You know we talk about technology and context — like everybody thinks that look, you know, it’s the next innovation, the next better chipset, the next better Gorilla Glass, but at the core of it, you know, if you just step back and think about what the smartphone really do for the world — it brought us together and it allowed us to cross boundaries when we communicate… But it doesn’t end there. And when you look at the next unifying language, music sort of dissolves that, at an emotional level, right? And, and you’re accessing music through your device. So, to me, from a brand perspective, they really aren’t separate ideas. And at the end of the day, it’s the creative force of the human capability that’s being unleashed. And so what whatever we can do from a brand perspective to enable it, and continue to foster it, I think it’s incumbent on us to do that. Right? Because to me, they’re not separate things, right? They just want to the same. They’re just manifestations in different dimensions of creative power.
Tushar, artists create art because it makes them happy on an individual level. How was that experience for you in terms of creating something deeply personal and bringing a social, collective angle to it? Tell us about your artistic process in that respect.
To be really honest with you, when you’re doing you aren’t aware of it. So when you’re doing you aren’t aware that you know, you’re going to be a part of such a big picture, because I think art comes from a very unadulterated space. For me, that space has to be very pure, and you know, it can’t be motive-driven — it just comes from the sacred space. So even with this project, like, you know, when Mark sent me the stems, and you know, this is a Peter Gabriel song. And we were supposed to use Indian classical instruments on the song. So when you’re trying to add to the vibe, you aren’t actively thinking of, you know, the global nature of the song. Even though the stems were like different instruments coming from different continents. I was solely focused on you know, like, how Indian classical can contribute to this, and, you know, make this better.
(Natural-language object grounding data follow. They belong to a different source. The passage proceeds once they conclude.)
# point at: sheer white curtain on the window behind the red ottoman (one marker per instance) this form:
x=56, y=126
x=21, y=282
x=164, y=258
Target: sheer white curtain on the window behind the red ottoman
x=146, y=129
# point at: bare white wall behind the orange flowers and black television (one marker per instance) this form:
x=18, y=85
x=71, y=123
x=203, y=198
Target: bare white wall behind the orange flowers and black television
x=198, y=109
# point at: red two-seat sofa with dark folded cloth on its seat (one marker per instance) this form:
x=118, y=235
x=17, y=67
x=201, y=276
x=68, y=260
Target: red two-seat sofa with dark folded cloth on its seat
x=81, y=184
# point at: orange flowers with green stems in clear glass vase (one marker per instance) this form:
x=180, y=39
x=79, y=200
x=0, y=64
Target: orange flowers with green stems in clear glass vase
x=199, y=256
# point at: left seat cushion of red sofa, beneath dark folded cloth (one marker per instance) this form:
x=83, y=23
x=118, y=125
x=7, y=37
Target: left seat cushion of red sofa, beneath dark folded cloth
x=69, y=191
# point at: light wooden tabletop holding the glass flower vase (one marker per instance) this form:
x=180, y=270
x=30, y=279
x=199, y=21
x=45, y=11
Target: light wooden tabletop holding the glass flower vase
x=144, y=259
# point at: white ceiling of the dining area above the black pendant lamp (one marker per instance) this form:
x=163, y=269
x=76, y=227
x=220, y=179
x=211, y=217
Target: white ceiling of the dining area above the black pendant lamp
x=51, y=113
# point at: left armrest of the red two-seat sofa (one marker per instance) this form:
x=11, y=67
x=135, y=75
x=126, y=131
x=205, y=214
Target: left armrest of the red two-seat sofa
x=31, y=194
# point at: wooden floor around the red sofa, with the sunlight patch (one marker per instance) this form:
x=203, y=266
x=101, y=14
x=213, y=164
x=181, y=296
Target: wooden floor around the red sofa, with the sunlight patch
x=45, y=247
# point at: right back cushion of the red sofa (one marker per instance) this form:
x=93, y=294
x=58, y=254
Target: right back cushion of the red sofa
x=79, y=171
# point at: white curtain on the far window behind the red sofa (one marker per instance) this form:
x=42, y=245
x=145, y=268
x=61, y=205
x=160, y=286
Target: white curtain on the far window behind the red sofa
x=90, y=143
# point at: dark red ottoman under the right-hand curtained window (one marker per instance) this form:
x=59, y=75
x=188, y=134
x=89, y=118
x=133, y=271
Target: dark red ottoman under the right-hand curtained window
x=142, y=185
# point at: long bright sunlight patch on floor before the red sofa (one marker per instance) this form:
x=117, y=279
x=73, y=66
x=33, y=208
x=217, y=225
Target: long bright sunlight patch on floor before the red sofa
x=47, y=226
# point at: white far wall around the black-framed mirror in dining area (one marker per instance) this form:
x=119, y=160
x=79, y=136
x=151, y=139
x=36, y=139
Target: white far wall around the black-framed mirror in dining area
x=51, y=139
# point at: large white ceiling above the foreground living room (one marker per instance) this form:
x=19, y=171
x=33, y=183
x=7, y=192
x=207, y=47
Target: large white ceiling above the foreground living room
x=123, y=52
And by the time I was done, unknowingly, like, you know, it just became a part of a very big picture. So, I think the best part about being an artist is, you know, like being unaware of this process. The worst part about being an artist is you know, like, not even knowing how you did it, but then look at it now, you know, like it’s such a big thing.
All of us are happy and content. So yeah, my I mean, my answer is that I don’t know the answer. And I think that that’s an answer for a lot of artists as well.